How does Numba parallelize reductions (e.g. dot products)


Im not sure about how Numba parallelizes reductions. The docs state, that there are supported reductions such as “+=” . Which means, the following runs in parallel even though that should normaly result in a “race condition”:

def add():
    x = np.arange(0, 10000)
    res = 0
    for i in numba.prange(10000):
        res += x[i]

For research I’d like to know where I can find informations from a offical numba source relating to this so I can cite them. I scanned the docs, but I couldnt find explanations regarding to what exactly happens here.

Thanks in advanced

Hi @burakmartin,

Perhaps have a read of the related developer docs here and here and see if that answers your question. I’m pretty sure that the description is in the latter link (former is for context)!

Hope this helps?

Hey @stuartarchibald ,

Yes that helped! For anyone coming across the same question, this is the answer:

Parallel reductions are not natively provided by GUFuncs but the parfor lowering strategy allows us to use GUFuncs in a way that reductions can be performed in parallel. To accomplish this, for each reduction variable computed by a parfor, the parallel GUFunc and the code that calls it are modified to make the scalar reduction variable into an array of reduction variables whose length is equal to the number of Numba threads. In addition, the GUFunc still contains a scalar version of the reduction variable that is updated by the parfor body during each iteration. One time at the end of the GUFunc this local reduction variable is copied into the reduction array. In this way, false sharing of the reduction array is prevented. Code is also inserted into the main function after the parallel GUFunc has returned that does a reduction across this smaller reduction array and this final reduction value is then stored into the original scalar reduction variable.

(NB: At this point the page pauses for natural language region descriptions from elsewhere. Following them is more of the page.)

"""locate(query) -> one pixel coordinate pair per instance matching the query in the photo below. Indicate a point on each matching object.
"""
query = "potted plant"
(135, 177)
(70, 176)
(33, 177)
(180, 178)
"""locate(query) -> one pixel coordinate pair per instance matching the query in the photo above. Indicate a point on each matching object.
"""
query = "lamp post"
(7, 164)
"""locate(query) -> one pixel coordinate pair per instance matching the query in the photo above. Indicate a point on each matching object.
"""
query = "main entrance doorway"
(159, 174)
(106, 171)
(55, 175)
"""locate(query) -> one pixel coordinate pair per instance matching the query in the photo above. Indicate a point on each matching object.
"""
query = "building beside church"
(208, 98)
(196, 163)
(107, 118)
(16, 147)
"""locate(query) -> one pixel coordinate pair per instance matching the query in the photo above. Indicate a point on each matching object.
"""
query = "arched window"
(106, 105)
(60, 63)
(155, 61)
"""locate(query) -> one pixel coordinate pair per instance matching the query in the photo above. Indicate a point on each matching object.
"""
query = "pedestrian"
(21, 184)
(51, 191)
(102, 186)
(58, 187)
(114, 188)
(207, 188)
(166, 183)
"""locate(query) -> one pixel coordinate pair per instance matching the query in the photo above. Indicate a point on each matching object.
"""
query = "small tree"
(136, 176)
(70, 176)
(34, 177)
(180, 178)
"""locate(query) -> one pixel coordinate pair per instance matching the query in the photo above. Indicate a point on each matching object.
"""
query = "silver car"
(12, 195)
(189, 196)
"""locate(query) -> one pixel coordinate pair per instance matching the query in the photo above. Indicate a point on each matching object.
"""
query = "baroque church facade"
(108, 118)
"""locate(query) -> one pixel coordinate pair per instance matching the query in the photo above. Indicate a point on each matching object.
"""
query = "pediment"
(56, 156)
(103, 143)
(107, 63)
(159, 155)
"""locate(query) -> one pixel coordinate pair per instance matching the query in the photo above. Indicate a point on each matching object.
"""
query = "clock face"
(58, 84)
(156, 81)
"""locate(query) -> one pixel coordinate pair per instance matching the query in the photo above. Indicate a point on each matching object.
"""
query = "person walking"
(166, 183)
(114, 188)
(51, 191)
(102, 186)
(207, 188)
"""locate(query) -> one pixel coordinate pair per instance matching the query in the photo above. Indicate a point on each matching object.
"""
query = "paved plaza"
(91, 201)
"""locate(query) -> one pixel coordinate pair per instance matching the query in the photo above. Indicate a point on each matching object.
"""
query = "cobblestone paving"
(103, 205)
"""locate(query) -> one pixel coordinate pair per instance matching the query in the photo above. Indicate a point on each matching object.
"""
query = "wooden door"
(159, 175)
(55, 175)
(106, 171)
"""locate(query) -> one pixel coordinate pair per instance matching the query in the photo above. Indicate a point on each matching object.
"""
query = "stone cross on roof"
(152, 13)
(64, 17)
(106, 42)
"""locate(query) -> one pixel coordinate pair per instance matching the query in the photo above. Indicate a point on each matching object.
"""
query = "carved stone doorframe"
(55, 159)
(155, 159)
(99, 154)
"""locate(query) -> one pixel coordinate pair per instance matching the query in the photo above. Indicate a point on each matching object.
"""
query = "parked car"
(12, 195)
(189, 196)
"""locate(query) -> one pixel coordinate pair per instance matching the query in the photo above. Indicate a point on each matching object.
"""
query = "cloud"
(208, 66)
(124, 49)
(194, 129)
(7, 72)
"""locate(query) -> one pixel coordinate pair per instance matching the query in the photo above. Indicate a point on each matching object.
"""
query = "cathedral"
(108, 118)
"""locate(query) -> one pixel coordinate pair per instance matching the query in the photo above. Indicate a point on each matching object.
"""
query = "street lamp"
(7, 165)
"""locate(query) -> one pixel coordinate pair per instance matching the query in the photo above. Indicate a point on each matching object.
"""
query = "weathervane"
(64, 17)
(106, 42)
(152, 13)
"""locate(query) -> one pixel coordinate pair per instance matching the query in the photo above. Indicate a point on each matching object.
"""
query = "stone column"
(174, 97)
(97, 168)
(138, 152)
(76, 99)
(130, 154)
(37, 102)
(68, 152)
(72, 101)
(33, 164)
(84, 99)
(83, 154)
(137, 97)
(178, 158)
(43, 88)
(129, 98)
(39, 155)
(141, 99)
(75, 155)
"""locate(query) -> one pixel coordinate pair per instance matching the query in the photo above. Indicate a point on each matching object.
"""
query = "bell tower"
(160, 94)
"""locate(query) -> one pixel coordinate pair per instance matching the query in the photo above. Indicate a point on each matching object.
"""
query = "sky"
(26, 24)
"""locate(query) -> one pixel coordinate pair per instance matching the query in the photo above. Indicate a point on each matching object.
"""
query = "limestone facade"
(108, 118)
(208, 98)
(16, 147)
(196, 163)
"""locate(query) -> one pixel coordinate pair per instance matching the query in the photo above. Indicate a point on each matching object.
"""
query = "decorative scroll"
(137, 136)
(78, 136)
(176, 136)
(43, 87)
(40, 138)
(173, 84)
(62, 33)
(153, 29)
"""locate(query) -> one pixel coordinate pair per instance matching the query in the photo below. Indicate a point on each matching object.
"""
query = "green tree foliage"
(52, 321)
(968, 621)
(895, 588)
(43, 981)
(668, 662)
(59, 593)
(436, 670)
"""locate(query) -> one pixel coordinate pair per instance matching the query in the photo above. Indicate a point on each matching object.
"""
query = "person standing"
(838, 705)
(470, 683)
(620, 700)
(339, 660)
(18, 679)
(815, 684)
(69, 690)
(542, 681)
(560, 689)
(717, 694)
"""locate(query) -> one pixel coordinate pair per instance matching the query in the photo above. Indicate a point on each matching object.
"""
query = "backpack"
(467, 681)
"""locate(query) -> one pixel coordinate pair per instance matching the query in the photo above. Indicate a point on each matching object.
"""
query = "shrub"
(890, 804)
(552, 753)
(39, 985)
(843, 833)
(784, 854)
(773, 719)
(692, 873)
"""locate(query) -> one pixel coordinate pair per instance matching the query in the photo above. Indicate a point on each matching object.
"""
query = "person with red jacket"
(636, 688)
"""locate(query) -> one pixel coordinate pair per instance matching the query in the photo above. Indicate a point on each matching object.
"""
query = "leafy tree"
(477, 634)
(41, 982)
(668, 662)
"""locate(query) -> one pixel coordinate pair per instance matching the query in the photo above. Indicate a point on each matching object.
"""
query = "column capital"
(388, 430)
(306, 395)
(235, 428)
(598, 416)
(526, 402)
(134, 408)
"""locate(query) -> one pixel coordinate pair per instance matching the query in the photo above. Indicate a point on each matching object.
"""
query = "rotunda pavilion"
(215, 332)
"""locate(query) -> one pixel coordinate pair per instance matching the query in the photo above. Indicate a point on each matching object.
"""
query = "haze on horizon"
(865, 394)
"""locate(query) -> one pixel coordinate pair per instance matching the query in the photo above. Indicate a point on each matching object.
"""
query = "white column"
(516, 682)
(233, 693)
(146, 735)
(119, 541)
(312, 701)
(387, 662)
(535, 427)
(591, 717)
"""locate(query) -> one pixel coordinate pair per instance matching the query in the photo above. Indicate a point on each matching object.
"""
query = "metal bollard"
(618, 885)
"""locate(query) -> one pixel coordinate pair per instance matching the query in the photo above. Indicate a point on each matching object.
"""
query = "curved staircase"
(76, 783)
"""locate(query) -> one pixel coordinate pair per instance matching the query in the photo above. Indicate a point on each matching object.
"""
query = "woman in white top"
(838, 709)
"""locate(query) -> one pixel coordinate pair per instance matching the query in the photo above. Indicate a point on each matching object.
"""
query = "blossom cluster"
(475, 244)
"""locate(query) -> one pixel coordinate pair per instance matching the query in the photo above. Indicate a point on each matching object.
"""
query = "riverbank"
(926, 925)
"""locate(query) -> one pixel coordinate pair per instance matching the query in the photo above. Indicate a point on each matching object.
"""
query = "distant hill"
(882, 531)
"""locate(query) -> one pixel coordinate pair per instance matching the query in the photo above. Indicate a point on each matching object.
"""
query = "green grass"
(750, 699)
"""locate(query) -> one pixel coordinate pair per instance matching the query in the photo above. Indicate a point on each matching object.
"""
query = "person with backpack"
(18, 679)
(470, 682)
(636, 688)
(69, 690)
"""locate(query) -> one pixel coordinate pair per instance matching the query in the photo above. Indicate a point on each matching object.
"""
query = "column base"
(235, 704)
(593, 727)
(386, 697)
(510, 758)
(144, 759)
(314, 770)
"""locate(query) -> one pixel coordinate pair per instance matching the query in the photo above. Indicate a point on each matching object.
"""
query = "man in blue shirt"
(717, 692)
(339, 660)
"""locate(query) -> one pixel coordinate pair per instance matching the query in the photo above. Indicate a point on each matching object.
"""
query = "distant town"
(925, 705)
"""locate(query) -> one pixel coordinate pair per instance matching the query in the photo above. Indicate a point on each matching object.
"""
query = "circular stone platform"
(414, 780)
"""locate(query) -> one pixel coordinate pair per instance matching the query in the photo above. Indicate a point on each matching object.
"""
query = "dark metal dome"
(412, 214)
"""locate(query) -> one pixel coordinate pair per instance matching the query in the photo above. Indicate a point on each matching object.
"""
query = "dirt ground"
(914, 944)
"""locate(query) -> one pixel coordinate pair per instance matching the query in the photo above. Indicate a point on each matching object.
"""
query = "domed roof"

Which, in my own words, means: Numba switches my reduction variable “res” in the given example into a array res = [0,0,0,…], and on every iteration, each thread, instead of working with the real reduction variable, works with a copy of that variable inside the array. At the end of each iteration, the original reduction variable is updated again, which for my example means, that the values inside the smaller array are reduced and the result of that is put into the real reduction variable.